Foti appears across multiple self-reported groups in the Census data. The largest shares in the 2020 file are White (92.4%), Hispanic (4.1%), Two or More Races (1.9%). For 2020, the source file also published raw headcounts for each group, which is why this page can show both percentages and counts in the ancestry section.
Yes. This page is using the latest surname file currently loaded on Name Census, which is 2020. The historical section above also keeps any older Census surname entries we have for Foti (2000, 2010, 2020).
No. The Census Bureau only publishes surnames that appeared at least 100 times in a given decennial Census. That means very rare surnames are excluded entirely, and a surname can appear in one Census release but disappear from a later one if it falls below the reporting threshold.
There are two main reasons: rounding and suppression. The Census Bureau rounds published values, and it may suppress very small cells to protect privacy. For 2020, the Bureau also published raw group counts rather than direct percentages, so Name Census converts those counts back into shares for comparability across census years.

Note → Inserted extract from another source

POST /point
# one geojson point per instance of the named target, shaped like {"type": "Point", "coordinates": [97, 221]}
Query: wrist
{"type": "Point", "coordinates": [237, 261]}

Derived from the Italian word "foti," meaning "castrated ram," likely referring to a shepherd or sheep farmer. The fuller origin note on this page goes into more detail.
All surname statistics on Name Census are drawn from the US Census Bureau's decennial surname frequency tables. These files list every surname that appeared 100 or more times in the 2020 Census, along with a count, a per-100,000 rate, and a self-reported demographic breakdown. You can read the full explanation on our methodology page.
For surnames, Name Census does not age cohorts the way it does for first names. Instead, it takes the Census Bureau's published frequency for Foti (0.84 per 100,000) and applies that rate to the current U.S. resident population to estimate how many living Americans have the surname today.
For a faster, more casual read, check HowManyOfMe.org — our sister site built around that single question.